Friend of My YouthMore than any single story I can think of, this is the story that’s had the most radical impact on my writing. Reading it for the first time was one of those mind-shattering “You can do that in fiction?!” moments.

It’s a very un-Alice-Munro-like Alice Munro story. Told in the first person, in numbered sections, it recounts the narrator’s attempt to reconstruct the life of an obscure Victorian poet, Almeda Roth, through newspaper clippings, book excerpts, and historical records. The story itself is well told, as you’d expect anything by Munro to be, with layer upon layer of detail. Each section brings you closer and closer to Almeda herself, spiraling inward on her and the abortive romance that may or may not have shaped her life.

And it’s that “may or may not” that elevates the story from good to brilliant. There are actually two versions of “Meneseteung” out there.
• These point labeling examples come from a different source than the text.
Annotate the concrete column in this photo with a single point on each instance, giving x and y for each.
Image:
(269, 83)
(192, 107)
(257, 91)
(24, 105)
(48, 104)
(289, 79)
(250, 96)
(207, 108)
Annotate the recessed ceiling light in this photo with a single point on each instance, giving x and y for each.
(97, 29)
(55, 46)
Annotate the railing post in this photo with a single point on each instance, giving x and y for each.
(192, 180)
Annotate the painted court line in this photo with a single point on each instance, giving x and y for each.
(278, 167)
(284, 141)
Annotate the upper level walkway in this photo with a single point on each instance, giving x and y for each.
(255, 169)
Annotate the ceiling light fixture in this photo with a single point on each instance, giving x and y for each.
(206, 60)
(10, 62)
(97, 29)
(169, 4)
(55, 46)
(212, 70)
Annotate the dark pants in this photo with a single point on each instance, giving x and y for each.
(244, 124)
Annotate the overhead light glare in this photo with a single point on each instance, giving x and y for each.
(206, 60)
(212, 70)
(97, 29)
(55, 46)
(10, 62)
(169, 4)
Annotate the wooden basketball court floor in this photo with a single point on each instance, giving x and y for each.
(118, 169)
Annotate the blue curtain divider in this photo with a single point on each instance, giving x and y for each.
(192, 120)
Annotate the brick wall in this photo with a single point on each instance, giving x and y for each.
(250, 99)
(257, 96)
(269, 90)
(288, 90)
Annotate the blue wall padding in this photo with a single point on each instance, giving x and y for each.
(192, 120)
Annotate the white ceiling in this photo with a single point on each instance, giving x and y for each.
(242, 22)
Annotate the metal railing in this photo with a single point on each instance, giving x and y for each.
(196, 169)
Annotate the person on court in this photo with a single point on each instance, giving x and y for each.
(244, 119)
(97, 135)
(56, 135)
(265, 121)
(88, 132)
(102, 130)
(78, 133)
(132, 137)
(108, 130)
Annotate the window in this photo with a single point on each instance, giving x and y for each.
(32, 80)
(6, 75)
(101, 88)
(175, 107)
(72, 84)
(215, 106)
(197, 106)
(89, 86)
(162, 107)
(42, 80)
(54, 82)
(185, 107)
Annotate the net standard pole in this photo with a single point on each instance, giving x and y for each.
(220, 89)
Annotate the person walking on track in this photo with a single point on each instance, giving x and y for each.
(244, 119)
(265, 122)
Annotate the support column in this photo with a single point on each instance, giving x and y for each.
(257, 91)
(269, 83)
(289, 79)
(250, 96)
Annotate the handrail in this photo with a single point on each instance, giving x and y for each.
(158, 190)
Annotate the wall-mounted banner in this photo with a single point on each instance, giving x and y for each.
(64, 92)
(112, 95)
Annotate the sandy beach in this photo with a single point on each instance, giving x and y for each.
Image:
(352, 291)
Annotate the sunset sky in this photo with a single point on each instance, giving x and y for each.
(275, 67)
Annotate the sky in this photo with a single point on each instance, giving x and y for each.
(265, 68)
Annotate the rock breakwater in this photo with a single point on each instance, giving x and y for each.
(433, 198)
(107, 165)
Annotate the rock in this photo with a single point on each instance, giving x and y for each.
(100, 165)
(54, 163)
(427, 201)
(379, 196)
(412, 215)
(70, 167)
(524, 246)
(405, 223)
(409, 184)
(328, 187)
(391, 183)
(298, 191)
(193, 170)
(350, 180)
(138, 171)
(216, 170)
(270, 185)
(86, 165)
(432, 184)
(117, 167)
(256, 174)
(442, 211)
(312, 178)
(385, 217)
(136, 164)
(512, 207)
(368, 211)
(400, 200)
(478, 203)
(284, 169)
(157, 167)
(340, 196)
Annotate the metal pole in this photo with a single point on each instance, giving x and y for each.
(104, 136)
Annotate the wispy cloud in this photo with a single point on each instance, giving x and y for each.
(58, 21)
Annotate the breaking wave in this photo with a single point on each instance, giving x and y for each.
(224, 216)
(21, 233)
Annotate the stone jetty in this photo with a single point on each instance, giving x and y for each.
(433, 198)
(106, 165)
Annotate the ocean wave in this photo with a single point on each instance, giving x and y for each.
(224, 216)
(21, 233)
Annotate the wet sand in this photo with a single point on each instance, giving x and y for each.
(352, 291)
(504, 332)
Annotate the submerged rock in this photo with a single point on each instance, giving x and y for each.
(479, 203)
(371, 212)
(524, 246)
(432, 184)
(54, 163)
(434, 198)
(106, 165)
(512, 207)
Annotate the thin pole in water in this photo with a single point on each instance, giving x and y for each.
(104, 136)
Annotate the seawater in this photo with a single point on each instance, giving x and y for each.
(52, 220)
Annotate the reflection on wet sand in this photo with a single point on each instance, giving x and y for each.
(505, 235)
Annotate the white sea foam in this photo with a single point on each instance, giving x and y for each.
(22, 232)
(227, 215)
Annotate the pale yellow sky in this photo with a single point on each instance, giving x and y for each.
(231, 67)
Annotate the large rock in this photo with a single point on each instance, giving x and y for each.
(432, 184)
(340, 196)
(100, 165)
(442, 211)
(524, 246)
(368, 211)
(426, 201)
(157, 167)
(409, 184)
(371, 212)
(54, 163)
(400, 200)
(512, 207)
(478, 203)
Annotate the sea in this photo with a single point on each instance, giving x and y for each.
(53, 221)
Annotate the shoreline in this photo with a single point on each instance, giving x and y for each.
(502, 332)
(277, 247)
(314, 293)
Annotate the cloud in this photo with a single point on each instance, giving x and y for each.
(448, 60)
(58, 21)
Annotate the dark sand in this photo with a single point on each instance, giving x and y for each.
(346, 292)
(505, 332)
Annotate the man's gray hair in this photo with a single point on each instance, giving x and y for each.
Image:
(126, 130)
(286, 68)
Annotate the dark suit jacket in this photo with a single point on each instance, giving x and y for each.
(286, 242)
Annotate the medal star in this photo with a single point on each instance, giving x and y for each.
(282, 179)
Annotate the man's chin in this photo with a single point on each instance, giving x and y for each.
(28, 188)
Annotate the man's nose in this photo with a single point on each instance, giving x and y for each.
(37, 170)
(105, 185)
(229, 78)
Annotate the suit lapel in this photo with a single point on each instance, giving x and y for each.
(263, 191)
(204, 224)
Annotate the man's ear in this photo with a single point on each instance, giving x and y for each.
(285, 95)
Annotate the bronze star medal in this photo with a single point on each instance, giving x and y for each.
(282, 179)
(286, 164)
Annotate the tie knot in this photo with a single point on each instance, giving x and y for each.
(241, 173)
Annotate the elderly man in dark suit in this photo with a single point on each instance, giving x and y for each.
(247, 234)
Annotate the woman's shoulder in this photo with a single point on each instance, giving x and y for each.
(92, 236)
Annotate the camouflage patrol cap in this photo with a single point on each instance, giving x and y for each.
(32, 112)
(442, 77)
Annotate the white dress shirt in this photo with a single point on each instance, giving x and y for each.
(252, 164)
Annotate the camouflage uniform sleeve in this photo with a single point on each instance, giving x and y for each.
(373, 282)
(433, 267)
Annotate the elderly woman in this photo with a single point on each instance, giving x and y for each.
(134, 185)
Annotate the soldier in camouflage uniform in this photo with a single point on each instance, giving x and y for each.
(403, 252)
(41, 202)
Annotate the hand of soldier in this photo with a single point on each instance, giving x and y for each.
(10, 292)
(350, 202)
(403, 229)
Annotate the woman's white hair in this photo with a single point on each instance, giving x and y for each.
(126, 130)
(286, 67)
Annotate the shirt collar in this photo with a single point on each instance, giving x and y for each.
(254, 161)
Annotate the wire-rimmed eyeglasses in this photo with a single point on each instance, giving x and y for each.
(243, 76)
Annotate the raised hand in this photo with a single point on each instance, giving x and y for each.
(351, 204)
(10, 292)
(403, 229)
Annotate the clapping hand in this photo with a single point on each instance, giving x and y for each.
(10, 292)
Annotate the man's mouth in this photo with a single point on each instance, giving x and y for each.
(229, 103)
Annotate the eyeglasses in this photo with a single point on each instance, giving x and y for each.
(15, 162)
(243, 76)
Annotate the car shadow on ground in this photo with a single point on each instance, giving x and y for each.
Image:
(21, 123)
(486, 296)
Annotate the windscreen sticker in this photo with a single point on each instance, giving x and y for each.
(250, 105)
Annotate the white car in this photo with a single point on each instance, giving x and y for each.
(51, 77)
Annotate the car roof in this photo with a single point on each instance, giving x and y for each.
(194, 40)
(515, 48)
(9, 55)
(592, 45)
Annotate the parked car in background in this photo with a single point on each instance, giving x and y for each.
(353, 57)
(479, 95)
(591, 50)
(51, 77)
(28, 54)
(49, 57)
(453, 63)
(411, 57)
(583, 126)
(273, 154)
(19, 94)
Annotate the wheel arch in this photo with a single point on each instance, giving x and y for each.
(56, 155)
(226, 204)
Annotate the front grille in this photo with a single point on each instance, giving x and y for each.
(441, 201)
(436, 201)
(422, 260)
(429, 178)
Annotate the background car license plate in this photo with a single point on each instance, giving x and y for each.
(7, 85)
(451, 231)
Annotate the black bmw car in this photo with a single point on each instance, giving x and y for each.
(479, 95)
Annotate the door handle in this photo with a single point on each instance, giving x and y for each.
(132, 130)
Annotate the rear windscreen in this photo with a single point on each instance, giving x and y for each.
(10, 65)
The story was originally published in the New Yorker in 1988 and republished in the Best American Short Stories and then the Best American Short Stories of the Century. If you’ve seen this story, that’s the version you probably know. But in Munro’s own collection, Friend of My Youth, the story was published in a slightly different form: there’s one extra paragraph added to the end of the piece.

And that extra paragraph completely changes the story.

Why did Munro publish two versions? I don’t know and haven’t been able to find out. It’s possible that she wanted to publish the full version but her editor at the New Yorker asked her to take it out, and she was able to restore her preferred version, with the last paragraph, in her own book. But it’s also possible that she published the shorter version and, later on, re-envisioned the story and went back to revise.

To tell you just how this change alters the story would ruin the joy of experiencing it yourself. When my amazing teacher Ellie Schaffzin gave me this story back in 2003, she handed out a copy with two last pages, one without the last paragraph, followed by one with. So I read the first version of the story, thought it was over, and then turned the page and discovered the altered ending—and my writing has never been the same since. I recommend doing the same: read the New Yorker/Best American version first, then seek out Friend of My Youth and read the story again, with the added paragraph. I promise it’ll change your thinking about narration—and fiction—from now on.